Heures supplémentaires obligatoires, manque de personnel, épuisement : oui, les problèmes criants dénoncés ces jours-ci par les infirmières ont un air de déjà-vu. Justement, l'urgence n'est pas de distribuer des blâmes, mais de remédier à la situation - bref, de faire d'une priorité ce qui est depuis trop longtemps toléré.

Le cri du coeur d'Émilie Ricard, jeune infirmière débordée par sa charge de travail de nuit en CHSLD, a été répercuté plus de 52 000 fois sur le réseau Facebook. Impressionnant, mais pas si étonnant. Collègues, patients, proches, tous ont reconnu cette figure tristement familière dans notre système de santé, et partagé son sentiment de frustration et d'impuissance. Ce cri-là a porté d'autant plus qu'il est loin d'être isolé. Au cours des dernières semaines, on a aussi vu des équipes d'infirmières de Laval, de Trois-Rivières et de la Montérégie retarder le début de leur quart pour protester contre la charge excessive qui les attendait. Et la lettre ouverte d'une quinzaine de membres de la profession publiée hier dans nos pages a suscité un flot de témoignages.

Est-ce pire depuis la réforme du ministre Barrette ? Plusieurs se sont empressés de le dire, mais franchement, c'est une question bien peu pertinente dans les circonstances.

Soyons honnêtes : même s'il était possible d'effacer cette réforme d'un claquement de doigts, le système de santé ne redeviendrait pas une espèce de paradis perdu où règnerait l'harmonie et l'absence d'heures supplémentaires obligatoires. La part de responsabilité du gouvernement Couillard ne change rien à l'affaire : c'est à lui de s'en occuper parce que c'est lui qui est au pouvoir.

La dernière négociation collective a ouvert deux avenues prometteuses : la possibilité d'établir des ratios d'infirmières en fonction du nombre de patients et de la lourdeur des soins, et l'augmentation des postes à temps complet dans le réseau. Le comité sur les ratios progresse trop lentement, dénonce la Fédération interprofessionnelle de la santé du Québec (FIQ). Les infirmières ne posent pas leur candidature aux postes affichés, déplore le ministre.

Ce sont là deux chantiers importants, qui répondent à des demandes de longue date et doivent être poursuivis, mais de toute évidence, ce n'est pas ce qui va régler la situation rapidement.

À l'hôpital de la Cité-de-la-Santé de Laval, par exemple, seulement 22 des 34 postes d'infirmières ouverts en novembre dernier ont été pourvus. Combien le seront parmi les 38 qui sont actuellement affichés ? Même si la direction en a modifié certains pour les rendre un peu plus attrayants, c'est bien difficile à prédire. De plus, la date d'entrée en fonction ne sera pas nécessairement immédiate, les postes pouvant, par exemple, être attribués à des infirmières en congé de maternité.

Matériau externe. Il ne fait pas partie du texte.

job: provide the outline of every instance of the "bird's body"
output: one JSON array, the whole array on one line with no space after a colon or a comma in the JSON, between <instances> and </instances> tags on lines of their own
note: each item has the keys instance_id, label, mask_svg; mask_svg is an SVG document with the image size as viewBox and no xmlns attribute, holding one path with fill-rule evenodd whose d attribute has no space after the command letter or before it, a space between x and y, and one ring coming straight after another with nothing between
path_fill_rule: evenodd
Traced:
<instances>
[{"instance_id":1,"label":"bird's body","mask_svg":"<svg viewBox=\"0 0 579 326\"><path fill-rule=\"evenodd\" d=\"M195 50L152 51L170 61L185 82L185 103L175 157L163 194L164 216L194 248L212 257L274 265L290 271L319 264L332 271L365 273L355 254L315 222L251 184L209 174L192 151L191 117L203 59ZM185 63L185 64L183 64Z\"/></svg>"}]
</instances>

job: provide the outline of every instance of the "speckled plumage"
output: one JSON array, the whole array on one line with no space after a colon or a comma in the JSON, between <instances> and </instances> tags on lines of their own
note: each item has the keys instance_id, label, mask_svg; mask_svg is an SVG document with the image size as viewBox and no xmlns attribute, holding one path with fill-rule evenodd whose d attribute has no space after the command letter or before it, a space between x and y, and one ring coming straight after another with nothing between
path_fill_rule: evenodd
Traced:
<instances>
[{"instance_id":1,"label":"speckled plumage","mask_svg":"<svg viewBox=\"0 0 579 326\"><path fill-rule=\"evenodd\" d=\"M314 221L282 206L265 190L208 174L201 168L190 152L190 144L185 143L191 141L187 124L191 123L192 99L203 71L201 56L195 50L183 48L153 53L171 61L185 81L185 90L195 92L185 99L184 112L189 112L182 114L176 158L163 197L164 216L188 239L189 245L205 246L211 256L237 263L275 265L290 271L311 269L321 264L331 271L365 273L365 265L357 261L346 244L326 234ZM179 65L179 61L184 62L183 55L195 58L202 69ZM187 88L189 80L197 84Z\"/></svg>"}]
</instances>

Les grands syndicats comme la FIQ et la Centrale des syndicats du Québec (CSQ) assurent ne pas avoir donné de mot d'ordre à leurs membres, mais ils ne se privent pas de faire écho à leurs initiatives. La FIQ, qui avait justement lancé une campagne de sensibilisation sur le sujet en décembre dernier, renchérit avec des messages vidéo chocs depuis deux jours. Le contexte de relations de travail, alors que s'amorce la négociation des clauses locales dans les établissements, n'est pas étranger à ce durcissement de ton. Et ce ne sont évidemment pas toutes les infirmières du réseau qui sont accablées d'heures supplémentaires obligatoires, ou qui sont débordées au point de devoir offrir des soins qu'elles jugent insuffisants. Mais il y en a, et il faut s'en occuper.

On a des pistes de solution à long terme ? Bravo, mais que fait-on en attendant qu'elles fassent effet ? Les établissements ont-ils l'obligation d'instaurer un contexte de travail acceptable pour leurs infirmières ? Et ont-ils vraiment toute la marge de manoeuvre requise pour le faire ? Bref, est-ce vraiment une priorité ? On demande à voir.

Où est la relève infirmière ?

1600

Nombre d'infirmières ayant obtenu leur droit d'exercice au cours des deux dernières années (2015-2016 et 2016-2017) n'exercent pas leur profession.

81 %

Proportion des infirmières ayant obtenu leur droit d'exercice en 2016-2017 travaillent à temps partiel, un bond spectaculaire depuis quatre ans (53 % en 2012-2013).